I might eventually. Right now I think what’s happening is, somebody at Microsoft, in their infinite wisdom, decided “soundblaster is all PCI-e to PCI converted stuff, so let’s install a driver for that bridge for anything with a soundblaster device ID”, and/or the soundblaster install pings a server that doesn’t exist anymore. My card is not converted to an older bus… from what I’ve gathered.
I think it may be the drivers. I remember getting one of these (or close to it, don’t really remember since it was…2010sh). Although I was ensured that the card was functional, I never got it to run even on XP (or was it win7 already).

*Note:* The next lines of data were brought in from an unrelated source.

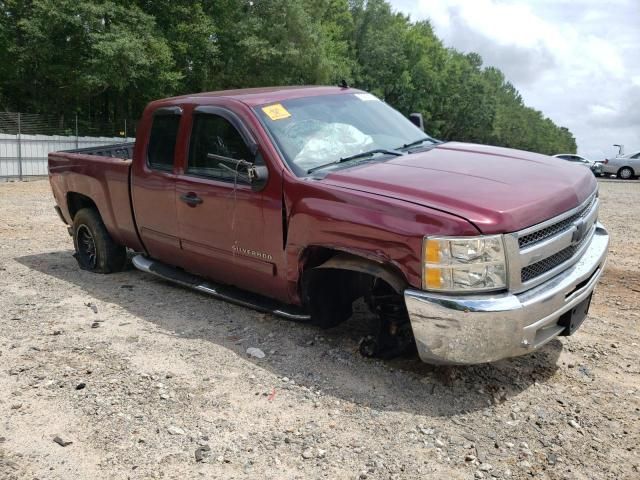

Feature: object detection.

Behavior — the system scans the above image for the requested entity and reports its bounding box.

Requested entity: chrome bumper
[404,224,609,365]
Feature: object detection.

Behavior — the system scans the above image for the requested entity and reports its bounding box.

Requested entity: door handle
[180,192,202,207]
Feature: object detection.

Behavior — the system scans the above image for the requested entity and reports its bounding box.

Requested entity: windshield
[255,93,436,175]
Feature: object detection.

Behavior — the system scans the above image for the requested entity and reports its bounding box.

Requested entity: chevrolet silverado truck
[49,86,609,364]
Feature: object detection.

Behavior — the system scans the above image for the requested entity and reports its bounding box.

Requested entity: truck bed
[49,143,142,250]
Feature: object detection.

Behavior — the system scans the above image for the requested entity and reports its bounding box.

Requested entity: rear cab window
[147,108,182,172]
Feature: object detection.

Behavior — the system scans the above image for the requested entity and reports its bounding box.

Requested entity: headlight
[422,235,507,292]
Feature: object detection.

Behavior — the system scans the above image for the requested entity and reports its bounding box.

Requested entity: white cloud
[391,0,640,159]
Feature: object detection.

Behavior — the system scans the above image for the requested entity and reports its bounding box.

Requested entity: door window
[187,113,254,183]
[147,114,181,171]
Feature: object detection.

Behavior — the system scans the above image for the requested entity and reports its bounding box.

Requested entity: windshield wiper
[398,137,438,150]
[307,148,404,173]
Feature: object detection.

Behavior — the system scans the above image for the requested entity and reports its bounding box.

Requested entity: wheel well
[300,248,407,328]
[67,192,98,221]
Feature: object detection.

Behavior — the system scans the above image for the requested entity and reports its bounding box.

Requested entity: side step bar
[131,255,311,322]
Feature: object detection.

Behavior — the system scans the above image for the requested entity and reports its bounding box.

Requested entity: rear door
[131,107,182,264]
[175,106,282,298]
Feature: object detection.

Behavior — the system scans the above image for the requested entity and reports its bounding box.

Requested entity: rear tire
[618,167,633,180]
[73,208,127,273]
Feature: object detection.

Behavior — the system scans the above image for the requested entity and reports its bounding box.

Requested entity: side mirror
[409,113,424,132]
[207,150,269,192]
[247,164,269,192]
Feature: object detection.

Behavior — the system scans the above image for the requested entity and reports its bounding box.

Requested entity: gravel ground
[0,181,640,479]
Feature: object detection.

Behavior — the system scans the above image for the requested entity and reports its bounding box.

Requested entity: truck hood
[322,142,597,234]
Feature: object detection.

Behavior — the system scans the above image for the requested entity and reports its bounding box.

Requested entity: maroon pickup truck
[49,87,609,364]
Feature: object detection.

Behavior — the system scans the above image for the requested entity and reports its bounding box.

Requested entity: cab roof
[154,86,363,107]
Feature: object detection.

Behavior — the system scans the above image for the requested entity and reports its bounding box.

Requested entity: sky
[390,0,640,160]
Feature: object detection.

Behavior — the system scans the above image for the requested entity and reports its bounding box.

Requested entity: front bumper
[404,224,609,365]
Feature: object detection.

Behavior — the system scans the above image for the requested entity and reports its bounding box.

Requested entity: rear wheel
[618,167,633,180]
[73,208,127,273]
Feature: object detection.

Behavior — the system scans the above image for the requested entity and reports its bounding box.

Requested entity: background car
[554,153,602,177]
[602,152,640,180]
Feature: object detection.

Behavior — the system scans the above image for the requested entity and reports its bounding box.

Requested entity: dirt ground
[0,181,640,480]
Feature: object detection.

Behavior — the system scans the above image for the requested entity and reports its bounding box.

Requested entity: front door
[176,107,282,297]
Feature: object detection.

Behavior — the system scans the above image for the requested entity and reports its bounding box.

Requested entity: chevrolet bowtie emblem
[571,219,587,245]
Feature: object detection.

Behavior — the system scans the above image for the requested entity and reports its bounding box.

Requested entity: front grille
[520,234,591,283]
[518,196,596,248]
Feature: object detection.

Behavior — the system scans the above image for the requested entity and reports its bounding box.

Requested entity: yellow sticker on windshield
[262,103,291,120]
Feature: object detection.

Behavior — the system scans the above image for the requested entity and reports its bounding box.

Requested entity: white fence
[0,133,135,179]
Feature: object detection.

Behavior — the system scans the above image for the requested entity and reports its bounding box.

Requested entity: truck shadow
[16,251,562,417]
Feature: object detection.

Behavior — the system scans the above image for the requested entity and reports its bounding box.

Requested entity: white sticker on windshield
[355,93,379,102]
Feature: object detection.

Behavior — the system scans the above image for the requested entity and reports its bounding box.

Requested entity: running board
[131,255,311,322]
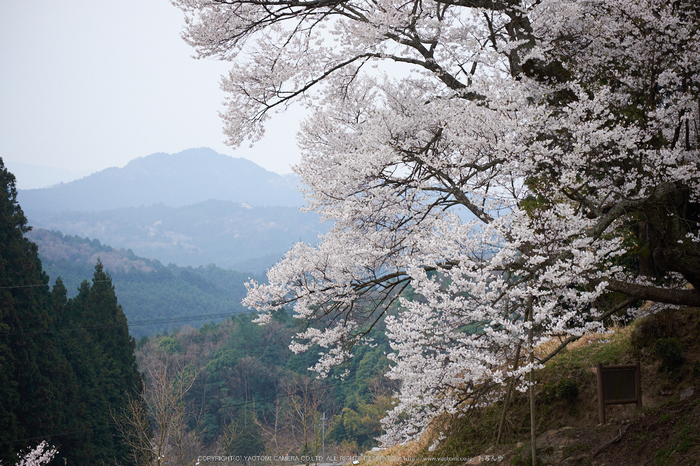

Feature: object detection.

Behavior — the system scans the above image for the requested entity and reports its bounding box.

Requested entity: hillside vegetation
[130,312,395,464]
[27,229,261,338]
[363,308,700,466]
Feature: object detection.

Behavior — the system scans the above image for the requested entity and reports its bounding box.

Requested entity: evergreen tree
[61,261,143,465]
[0,159,143,465]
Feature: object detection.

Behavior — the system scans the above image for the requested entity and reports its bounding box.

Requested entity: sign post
[596,361,642,424]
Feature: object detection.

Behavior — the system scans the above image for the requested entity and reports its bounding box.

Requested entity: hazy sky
[0,0,299,188]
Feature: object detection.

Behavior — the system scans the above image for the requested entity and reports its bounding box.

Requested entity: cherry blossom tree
[174,0,700,443]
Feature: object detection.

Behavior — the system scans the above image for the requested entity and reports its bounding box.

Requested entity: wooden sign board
[597,361,642,424]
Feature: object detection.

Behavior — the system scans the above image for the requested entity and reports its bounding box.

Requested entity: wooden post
[635,360,642,409]
[596,363,605,424]
[527,296,537,466]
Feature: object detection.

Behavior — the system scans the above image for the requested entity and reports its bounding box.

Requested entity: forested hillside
[137,311,395,464]
[27,229,261,338]
[0,159,143,465]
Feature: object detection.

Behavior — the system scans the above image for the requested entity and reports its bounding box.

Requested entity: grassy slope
[365,309,700,466]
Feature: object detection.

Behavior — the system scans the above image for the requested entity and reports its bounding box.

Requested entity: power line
[0,374,357,445]
[0,312,243,335]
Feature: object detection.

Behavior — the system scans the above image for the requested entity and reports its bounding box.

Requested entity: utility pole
[321,411,326,458]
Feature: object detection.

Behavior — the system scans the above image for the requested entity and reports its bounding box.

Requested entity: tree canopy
[174,0,700,443]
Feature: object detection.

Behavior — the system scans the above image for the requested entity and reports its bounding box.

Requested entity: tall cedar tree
[0,158,143,465]
[0,159,72,463]
[54,262,143,465]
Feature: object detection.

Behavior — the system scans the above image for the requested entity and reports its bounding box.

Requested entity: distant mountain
[18,148,304,215]
[29,200,326,273]
[4,160,90,189]
[26,229,263,338]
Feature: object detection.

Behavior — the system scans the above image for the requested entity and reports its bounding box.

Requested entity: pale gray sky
[0,0,299,188]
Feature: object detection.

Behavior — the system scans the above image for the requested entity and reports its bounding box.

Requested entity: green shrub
[652,338,685,372]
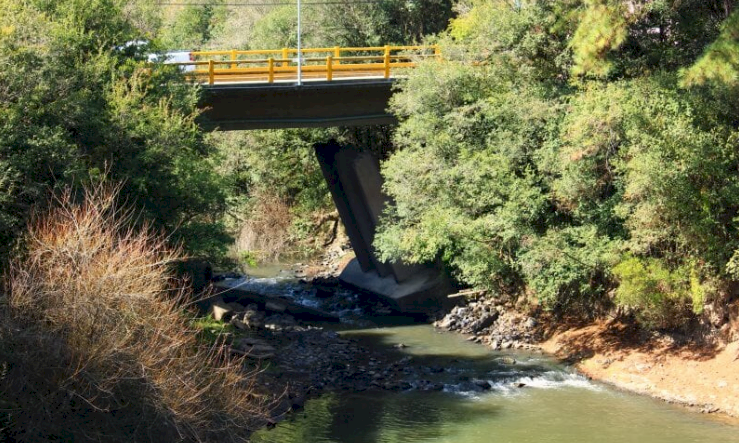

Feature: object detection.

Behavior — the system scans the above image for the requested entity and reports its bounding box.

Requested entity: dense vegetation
[376,0,739,328]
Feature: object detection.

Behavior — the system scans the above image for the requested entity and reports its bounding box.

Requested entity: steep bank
[435,299,739,417]
[541,321,739,417]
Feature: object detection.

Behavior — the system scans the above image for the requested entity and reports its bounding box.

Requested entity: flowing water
[234,268,739,443]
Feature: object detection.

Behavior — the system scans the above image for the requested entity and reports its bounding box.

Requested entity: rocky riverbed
[434,298,543,350]
[202,276,491,422]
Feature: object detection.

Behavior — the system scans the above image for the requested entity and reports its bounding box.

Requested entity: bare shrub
[0,185,264,441]
[236,192,293,261]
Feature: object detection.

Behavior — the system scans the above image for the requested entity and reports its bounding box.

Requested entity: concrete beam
[198,79,396,131]
[315,141,451,313]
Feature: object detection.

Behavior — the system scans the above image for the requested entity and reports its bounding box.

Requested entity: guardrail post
[384,46,390,78]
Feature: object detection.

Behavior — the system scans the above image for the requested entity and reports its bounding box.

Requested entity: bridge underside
[199,79,396,131]
[200,79,450,313]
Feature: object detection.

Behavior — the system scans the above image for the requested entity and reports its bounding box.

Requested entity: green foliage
[613,256,710,328]
[520,226,618,315]
[682,10,739,86]
[375,0,739,327]
[570,0,628,76]
[0,0,230,264]
[160,0,230,50]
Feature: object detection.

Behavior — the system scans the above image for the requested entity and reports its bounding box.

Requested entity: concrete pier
[315,142,451,313]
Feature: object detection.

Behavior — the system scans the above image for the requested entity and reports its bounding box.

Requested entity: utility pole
[298,0,303,86]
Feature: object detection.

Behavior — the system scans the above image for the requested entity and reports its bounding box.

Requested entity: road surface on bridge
[166,46,441,85]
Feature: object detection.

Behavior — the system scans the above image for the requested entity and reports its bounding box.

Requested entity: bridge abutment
[315,141,451,313]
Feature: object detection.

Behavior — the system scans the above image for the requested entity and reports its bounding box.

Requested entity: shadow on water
[227,270,739,443]
[252,392,500,443]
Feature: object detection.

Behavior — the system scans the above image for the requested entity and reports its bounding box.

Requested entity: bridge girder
[199,79,396,131]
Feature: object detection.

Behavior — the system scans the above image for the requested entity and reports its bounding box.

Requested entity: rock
[227,302,246,312]
[234,337,267,350]
[230,317,249,331]
[439,314,457,330]
[473,380,493,391]
[470,311,498,332]
[495,356,516,365]
[209,297,233,321]
[264,300,287,312]
[241,310,264,329]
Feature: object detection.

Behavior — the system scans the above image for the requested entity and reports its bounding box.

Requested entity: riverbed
[225,268,739,443]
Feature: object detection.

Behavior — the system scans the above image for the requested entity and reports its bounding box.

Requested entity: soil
[540,320,739,417]
[435,297,739,417]
[211,243,739,422]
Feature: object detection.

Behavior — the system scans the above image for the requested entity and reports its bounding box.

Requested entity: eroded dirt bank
[541,321,739,417]
[435,299,739,417]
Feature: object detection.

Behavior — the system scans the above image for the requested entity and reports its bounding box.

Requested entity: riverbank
[435,299,739,417]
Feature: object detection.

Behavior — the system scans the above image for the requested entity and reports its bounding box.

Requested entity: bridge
[181,46,441,130]
[184,46,449,312]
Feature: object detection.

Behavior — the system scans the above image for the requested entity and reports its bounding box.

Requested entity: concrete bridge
[185,46,449,312]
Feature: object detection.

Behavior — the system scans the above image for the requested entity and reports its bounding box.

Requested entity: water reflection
[238,268,739,443]
[254,325,739,443]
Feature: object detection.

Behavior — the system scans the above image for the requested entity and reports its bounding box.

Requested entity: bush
[613,256,707,329]
[0,185,264,441]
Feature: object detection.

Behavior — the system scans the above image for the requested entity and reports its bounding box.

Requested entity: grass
[0,185,266,442]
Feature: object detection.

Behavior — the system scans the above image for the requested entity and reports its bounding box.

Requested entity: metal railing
[166,46,441,85]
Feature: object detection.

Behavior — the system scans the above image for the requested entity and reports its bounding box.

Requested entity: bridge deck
[165,46,441,85]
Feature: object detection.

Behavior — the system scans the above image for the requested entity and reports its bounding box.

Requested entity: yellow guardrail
[166,46,441,85]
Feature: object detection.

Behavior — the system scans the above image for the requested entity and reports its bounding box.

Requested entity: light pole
[298,0,303,86]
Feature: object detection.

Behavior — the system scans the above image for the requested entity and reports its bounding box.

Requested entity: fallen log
[213,280,339,322]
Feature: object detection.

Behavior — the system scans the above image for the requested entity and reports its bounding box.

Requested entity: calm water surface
[240,268,739,443]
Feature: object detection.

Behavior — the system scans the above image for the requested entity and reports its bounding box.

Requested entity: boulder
[209,297,234,321]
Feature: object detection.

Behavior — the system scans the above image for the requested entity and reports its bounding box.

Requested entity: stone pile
[434,298,541,350]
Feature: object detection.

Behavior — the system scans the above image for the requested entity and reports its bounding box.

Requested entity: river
[233,268,739,443]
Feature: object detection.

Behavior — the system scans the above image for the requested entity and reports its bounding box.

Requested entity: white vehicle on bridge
[146,50,195,72]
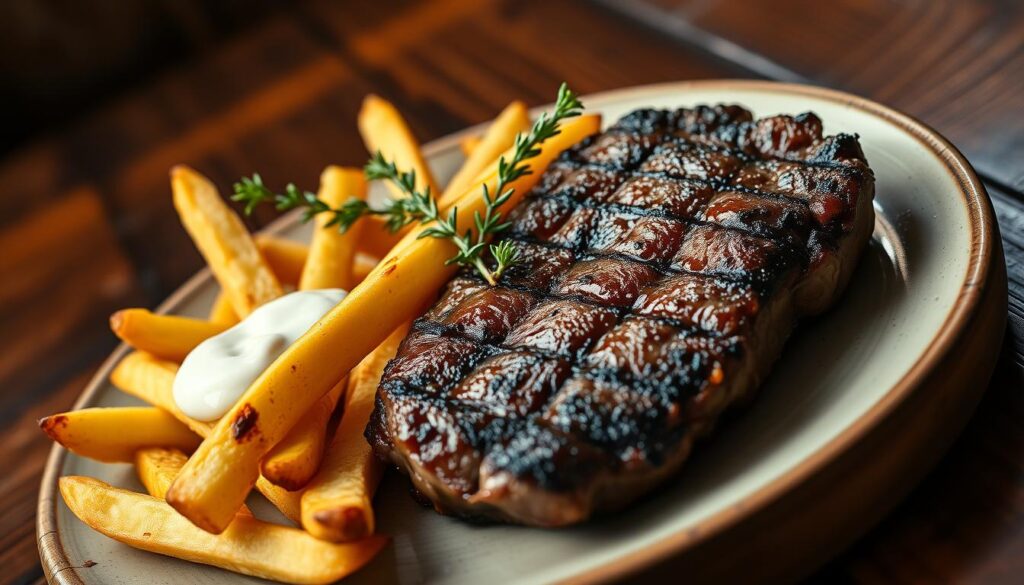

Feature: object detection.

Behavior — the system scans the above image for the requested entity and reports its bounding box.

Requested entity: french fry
[111,308,227,362]
[299,166,367,290]
[39,407,200,463]
[459,135,483,157]
[207,291,239,327]
[437,101,529,209]
[167,116,600,533]
[358,94,440,199]
[255,234,309,286]
[260,380,347,492]
[111,351,302,523]
[358,221,408,258]
[253,234,378,286]
[359,101,529,258]
[135,447,253,516]
[59,475,387,584]
[171,165,282,317]
[352,252,380,285]
[260,172,367,492]
[302,325,409,542]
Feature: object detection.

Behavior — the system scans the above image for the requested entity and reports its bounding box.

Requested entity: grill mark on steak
[367,106,873,526]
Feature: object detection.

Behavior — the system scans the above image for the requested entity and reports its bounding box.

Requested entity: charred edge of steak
[367,106,873,526]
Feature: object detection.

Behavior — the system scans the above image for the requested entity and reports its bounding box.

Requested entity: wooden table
[0,0,1024,583]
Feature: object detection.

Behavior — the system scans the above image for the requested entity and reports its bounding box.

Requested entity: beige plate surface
[39,81,1005,584]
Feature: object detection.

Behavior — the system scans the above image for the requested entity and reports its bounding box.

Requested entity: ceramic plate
[39,81,1006,584]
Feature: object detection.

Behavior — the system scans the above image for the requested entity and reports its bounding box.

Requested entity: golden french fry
[352,252,380,285]
[437,101,529,209]
[302,325,409,542]
[135,447,188,498]
[111,351,302,523]
[260,380,347,492]
[111,308,227,362]
[171,165,282,317]
[299,166,367,290]
[167,116,600,533]
[255,234,309,286]
[253,234,378,286]
[358,94,440,199]
[260,177,367,492]
[459,136,483,157]
[135,447,253,516]
[358,221,408,258]
[387,114,601,262]
[207,291,239,327]
[39,407,200,463]
[59,475,387,584]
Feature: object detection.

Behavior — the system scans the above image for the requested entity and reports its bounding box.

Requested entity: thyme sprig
[231,174,369,233]
[365,83,583,286]
[231,83,583,285]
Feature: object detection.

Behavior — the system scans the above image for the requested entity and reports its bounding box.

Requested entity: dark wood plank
[602,0,1024,191]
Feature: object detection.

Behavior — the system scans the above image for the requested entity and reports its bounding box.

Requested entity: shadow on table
[809,333,1024,584]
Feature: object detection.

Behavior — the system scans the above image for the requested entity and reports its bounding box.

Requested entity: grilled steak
[367,106,874,527]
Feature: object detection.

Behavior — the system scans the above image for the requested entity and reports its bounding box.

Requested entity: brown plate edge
[36,80,1007,585]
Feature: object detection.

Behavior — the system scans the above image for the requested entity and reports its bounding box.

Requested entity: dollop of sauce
[174,289,346,421]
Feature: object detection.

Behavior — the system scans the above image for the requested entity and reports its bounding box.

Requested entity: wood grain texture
[0,0,1024,583]
[604,0,1024,191]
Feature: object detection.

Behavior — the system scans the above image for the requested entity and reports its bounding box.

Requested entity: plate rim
[36,79,998,585]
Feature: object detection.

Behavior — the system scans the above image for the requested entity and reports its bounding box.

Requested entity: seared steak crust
[367,106,873,526]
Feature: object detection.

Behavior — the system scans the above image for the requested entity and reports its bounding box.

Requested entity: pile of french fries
[40,96,600,583]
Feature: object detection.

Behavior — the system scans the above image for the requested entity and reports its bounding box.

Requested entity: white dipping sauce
[174,289,346,421]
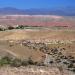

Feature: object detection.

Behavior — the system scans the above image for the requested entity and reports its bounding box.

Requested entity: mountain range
[0,7,75,16]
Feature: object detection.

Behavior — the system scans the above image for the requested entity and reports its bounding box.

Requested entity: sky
[0,0,75,9]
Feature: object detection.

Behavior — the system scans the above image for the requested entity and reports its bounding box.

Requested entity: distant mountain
[0,7,75,16]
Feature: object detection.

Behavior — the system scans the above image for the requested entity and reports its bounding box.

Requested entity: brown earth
[0,15,75,27]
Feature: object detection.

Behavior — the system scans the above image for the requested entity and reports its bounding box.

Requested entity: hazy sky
[0,0,75,9]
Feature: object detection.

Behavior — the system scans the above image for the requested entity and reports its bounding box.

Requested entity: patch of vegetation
[0,56,40,67]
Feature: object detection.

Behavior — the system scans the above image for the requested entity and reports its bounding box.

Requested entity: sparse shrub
[0,28,4,31]
[8,26,14,30]
[10,59,22,67]
[16,25,24,29]
[21,60,29,66]
[0,56,11,66]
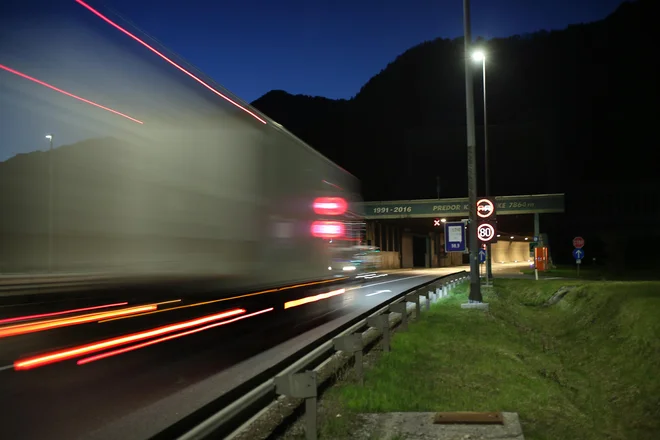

Only thing I would recommend here is to get Creative’s AE-5 (or higher). I never regretted buying it.
Looks like another quality Creative driver release - the core driver components are all dated 2012, which was 3 years before Win10 came out. Likely the “Windows 10 compatibility” testing was just someone seeing if the driver installed once on a RTM Win10 box and that was it.
You can try extracting the driver file to a folder (7zip exploded the .exe archive quite happily for me) and install manually via the inf file in \Drivers\Driver , but I wouldn’t hold out an awful lot of hope tbh.
There’s an unofficial driver that makes these work on Windows 10, I can’t remember what it’s called but I used to use it. It’s mostly Windows’ fault for ditching direct sound.